Having fewer systems drastically reduces unnecessary data duplication, reconciliation, operational risk and ultimately costs. It improves the capacity and velocity at which organisations can adapt to change, particularly when it comes to regulation – including the upcoming IBOR reform. Consolidation increases the level of automation and control, helping banks to see the full impact of trading decisions quicker, providing a competitive edge and operational efficiency. One flexible platform allows you to prepare for tomorrow’s challenges and grow. Streamlining access to the capital markets value chain enriches the digital services that banks can develop and offer to their clients.

Concentrating activities, assets and functions on a single platform requires a robust, scalable and resilient architecture designed to combine computer-intensive calculations, in real-time or in batch, together with high-throughput processing and rich automation features. The latest technologies must be leveraged to enable better performance, resilience, openness, elasticity and a reduced total cost of ownership. Cloud deployment, agile and DevOps principle adoption make this a reality.

The target model allows banks to strike the right balance between both standardisation across several areas eligible to streamlining, and flexibility driven by the need for differentiation and the singularity of the internal bank ecosystem. It should be developed and implemented in a way that enables financial institutions to maximise the opportunities to standardise, whilst leaving the necessary openness where required to retain a competitive edge.

Why is now the right moment?

Banks are already pursuing this new model, since only a handful of players can afford to build in-house, with the vast majority now turning to capital markets technology vendors to share the cost of investment required for successful IT transformation. 

Banks are currently trying to deal with the burden of multiple legacy systems and turbulent market conditions. These are often challenging to untangle across numerous geographies, with silos across asset classes and calculation duplication from years of M&A, making the idea of replacing existing infrastructure appear overwhelming. The potential for significant cost reductions and strategic readiness for the future are tilting the balance in favour of transformation.

Now is the right time to turn the target model from a dream to a reality for three main reasons:

  1. Firstly, the ecosystem for reference and transaction data has greatly been standardized, opening the gates for the development of efficient solutions that avoid data duplication, heavy migration and costly reconciliations. 
  1. Secondly, a new generation of API development and design best practices are accelerating integration in a scalable and sustainable way.
  1. Finally, when it comes to technology delivery and project execution, DevOps marks a quantum leap. By embracing configuration as code, test as code, and infrastructure as code, the continuous deployment of innovation becomes possible. IT and business teams are brought closer together, increasing quality, predictability and enabling incremental value delivery.

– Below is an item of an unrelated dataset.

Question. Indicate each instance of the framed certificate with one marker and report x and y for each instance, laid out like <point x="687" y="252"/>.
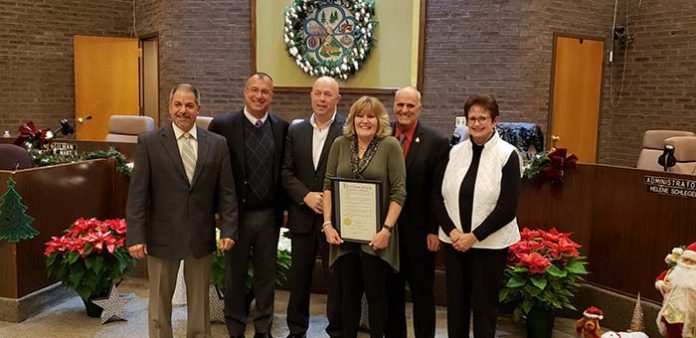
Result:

On top of this, the automation of provisioning, and running on the cloud makes the deployment of test environments efficient and cost-effective while further reducing the time to market. It provides the flexibility for evolution, with “change” becoming the new “run”. 

It takes two to tango

While the target platform exists and now is the moment to transform, such projects are not a walk in the park. It is essential to engage the support of an established software vendor with a long-term vision, strong teams that combine expert business and IT knowledge, as well as a proven track record of innovation and successful project delivery.

The importance of collaboration is critical to success and requires a multi-year investment approach. Commitment needs to come from the board level on both the bank and vendor side and a culture of risk-sharing needs to be cultivated.